Tragic and biblical figures swing between permanence and anarchy, between continuity and divergence. On one hand, they resist change by glorifying traditional beliefs; on the other hand, they lack emotional restraint. Their intense feelings, physical appe­tites, and personal ambitions often conflict with their dedication to abstract standards or an immortal presence. Unfortunately for the long-term prospects of humanity, the antagonism they bring about between invariable cultural order and fluctuating organic functions unbalances the evolutionary movement toward adaptation. Authority becomes worshiped as the haven of security, or at the other extreme, natural variability is indulged in an inferno of instability. Reconciliation, typically enforceable only by supernatural intervention, becomes difficult to achieve and easy to upset—when the extremes of stasis and flux exclude each other. Disunity can be terminal, its consequences providing material for tragic history and drama.

Evidence for this polarity will be sought not in specific allusions to Darwin’s terms by characters in the tales but rather in implications transmitted by the techniques of storytelling. Literary tools—narrative format, sentence construction, and metaphorical design—translate a disorderly organic process into an orderly challenge-response progres­sion enacted by charac­ters who seek constancy but are inconsistent, self-centered, and violent. That progression can structure religious chronicles as well as secular tales becau­se human actors struggle to ensure a practical balance between stability and change in all their relationships, spiritual as well as ethical and physical. Surprisingly, biblical works evoke a pattern of challenge and reaction entirely consonant with the natural sequence.
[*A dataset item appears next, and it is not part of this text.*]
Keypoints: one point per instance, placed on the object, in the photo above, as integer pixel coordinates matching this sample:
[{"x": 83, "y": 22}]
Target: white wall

Theoretical compatibility, of course, does not guarantee practical feasibility, so I disclaim any advocacy of particular religious doctrines or institutions. I write neither to promote nor disparage biblical literature but to show its fidelity to the evolutionary process; exploring that fidelity seems far more profitable than dwelling on the differences. “Any one whose disposition leads him to attach more weight to unexplained difficulties than to the explanation of a certain number of facts will certainly reject [my] theory,” Darwin wrote in the Origin (452). There is so much to be gained when we listen to what can be explained.

 

 

Author

 

Leonard Moss is professor emeritus of comparative literature at the State University of New York at Geneseo. He has served as editor of the journal of the Rhode Island Jewish Historical Association in Providence, and as Fulbright Professor of American Literature at the University of Athens and the Foreign Studies University in Beijing. Previous publications include Arthur Miller: The Excess of Heroism in Tragic Drama; and a memoir, China Was Paradise! China Was Hell! He is presently hard at work on the literary techniques of Joseph Conrad.